Zainal menilai, selain faktor kemampuan dan kemauan pemerintah, tahun politik dan peralihan kekuasaan dengan kontestasi demokrasi menjejali kemungkinan betapa suramnya dan buramnya kemungkinan di tahun 2024. Di sisi kemauan, ia melihat tidak adanya kemauan dari pemerintah untuk memperbaiki proses legislasi dan hukum di negeri ini.

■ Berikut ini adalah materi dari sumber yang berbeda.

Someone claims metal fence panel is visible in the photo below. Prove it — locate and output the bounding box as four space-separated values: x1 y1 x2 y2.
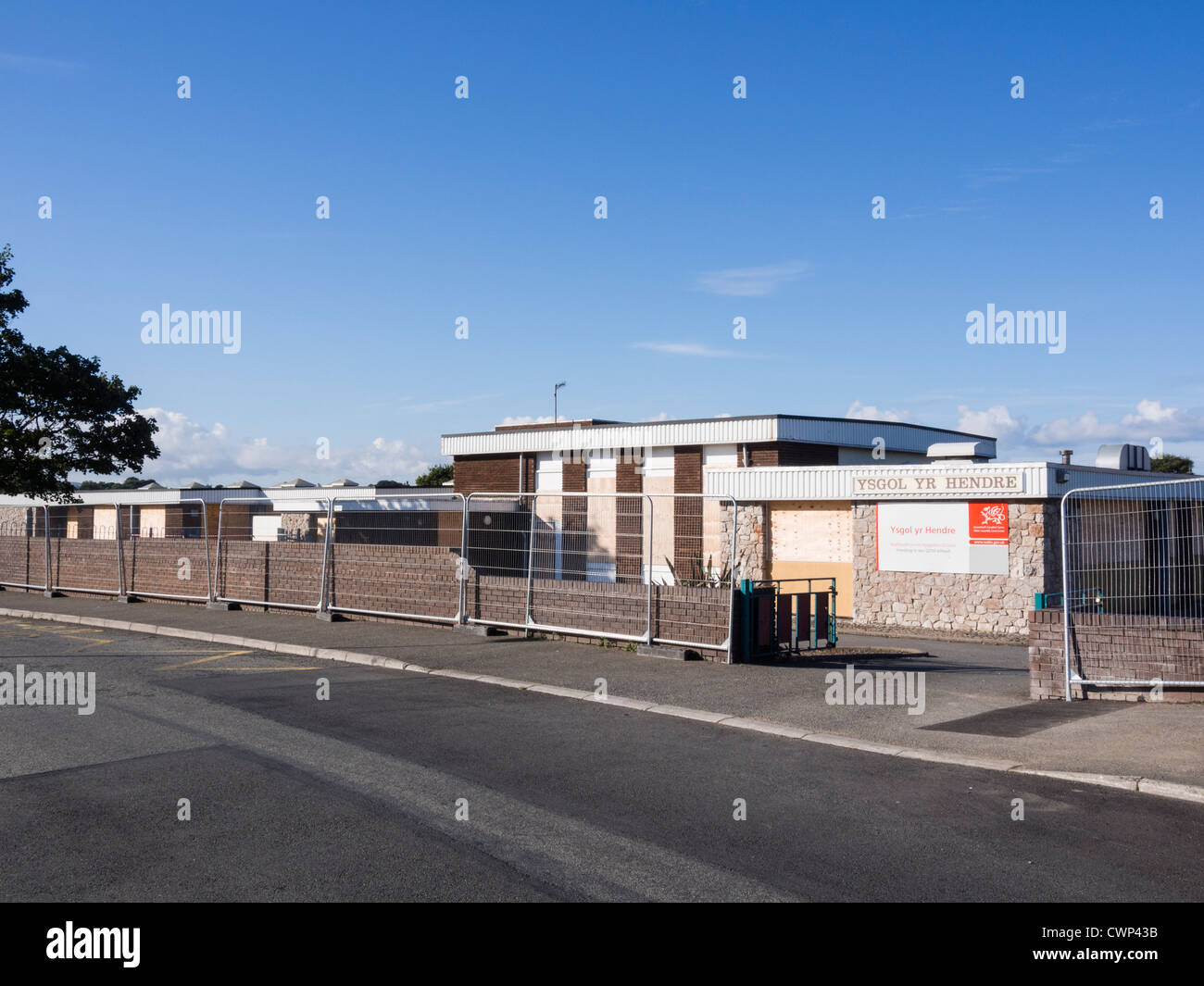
464 490 737 660
326 492 465 622
213 497 332 612
119 498 213 602
647 493 739 662
0 506 49 591
45 504 125 596
1060 480 1204 701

Sementara dari sisi kemampuan, ia pun menilai sulit untuk diharapkan mengingat konsentrasi sudah terpecah untuk kepentingan elektoral.

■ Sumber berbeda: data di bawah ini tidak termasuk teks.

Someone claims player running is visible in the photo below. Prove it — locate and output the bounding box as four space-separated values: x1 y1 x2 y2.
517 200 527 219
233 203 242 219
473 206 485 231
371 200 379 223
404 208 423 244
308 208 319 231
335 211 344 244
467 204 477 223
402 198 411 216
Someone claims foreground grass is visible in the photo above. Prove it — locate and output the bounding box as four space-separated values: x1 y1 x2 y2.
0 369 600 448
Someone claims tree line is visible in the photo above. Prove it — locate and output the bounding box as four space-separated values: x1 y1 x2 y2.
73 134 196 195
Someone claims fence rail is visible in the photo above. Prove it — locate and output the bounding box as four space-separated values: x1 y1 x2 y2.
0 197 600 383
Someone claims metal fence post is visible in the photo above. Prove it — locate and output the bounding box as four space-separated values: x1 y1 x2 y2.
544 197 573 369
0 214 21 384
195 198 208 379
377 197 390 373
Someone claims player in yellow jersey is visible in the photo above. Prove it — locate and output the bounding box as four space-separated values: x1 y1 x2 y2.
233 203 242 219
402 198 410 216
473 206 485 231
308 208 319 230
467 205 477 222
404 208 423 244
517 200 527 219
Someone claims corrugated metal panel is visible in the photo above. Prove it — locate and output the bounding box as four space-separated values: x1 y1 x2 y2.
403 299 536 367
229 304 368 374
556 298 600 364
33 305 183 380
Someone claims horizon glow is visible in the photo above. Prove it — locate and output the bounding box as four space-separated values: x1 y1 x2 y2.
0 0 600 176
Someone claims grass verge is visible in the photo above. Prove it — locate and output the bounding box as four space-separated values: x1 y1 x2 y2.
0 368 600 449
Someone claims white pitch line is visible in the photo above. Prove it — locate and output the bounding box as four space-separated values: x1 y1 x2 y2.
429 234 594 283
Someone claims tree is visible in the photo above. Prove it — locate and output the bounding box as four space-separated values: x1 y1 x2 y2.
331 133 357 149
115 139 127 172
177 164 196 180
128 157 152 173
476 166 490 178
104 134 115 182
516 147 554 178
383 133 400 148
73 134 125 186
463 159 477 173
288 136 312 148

Baca juga: Lobi Partai Percepat Revisi UU Pembentukan Peraturan Perundang-undangan
Sementara itu, Violla masih merasakan adanya kesempatan yang mungkin bisa diraih masyarakat, yakni dengan memanfaatkan momen transisi atau pergantian kekuasaan melalui pemungutan suara 14 Februari 2024. Dalam kacamata yang optimistis, agenda politik lima tahunan tersebut bisa dipandang sebagai momentum untuk mereformasi praktik berdemokrasi dan juga menegakkan supremasi konstitusi.
Oleh karena itu, berpartisipasi di dalam pemilu, bagi Violla, menjadi sangat penting sebagai upaya memperbaiki praktik berdemokrasi. Salah satunya tip yang dibagikannya adalah memilih kandidat baik untuk pemilu presiden ataupun pemilu legislatif di tingkat nasional yang menunjukkan sifat oposisi.
Persoalannya, adakah saat ini oposisi atau koalisi sejati? Zainal mengingatkan, koalisi atau oposisi baru memang seakan tercipta, tetapi tak dapat dibaca sebagai oposisi sejati. Yang ada saat ini hanyalah oposisi dan koalisi elektoral yang mudah berubah seiring dengan hasil pemilu.
Dalam konteks tersebut, Violla pun menyadarinya. Ia mengetahui bahwa tidak ada jaminan bahwa oposisi yang dipilih tersebut tetap mempertahankan sikap politiknya atau malah nantinya bergabung dengan koalisi yang mempertahankan status quo.
Akan tetapi, setidaknya dengan menggunakan hak pilih, masyarakat sudah berperan aktif dalam menyusun perimbangan siapa yang duduk di kursi eksekutif dan legislatif yang nantinya bertugas mengawasi eksekutif.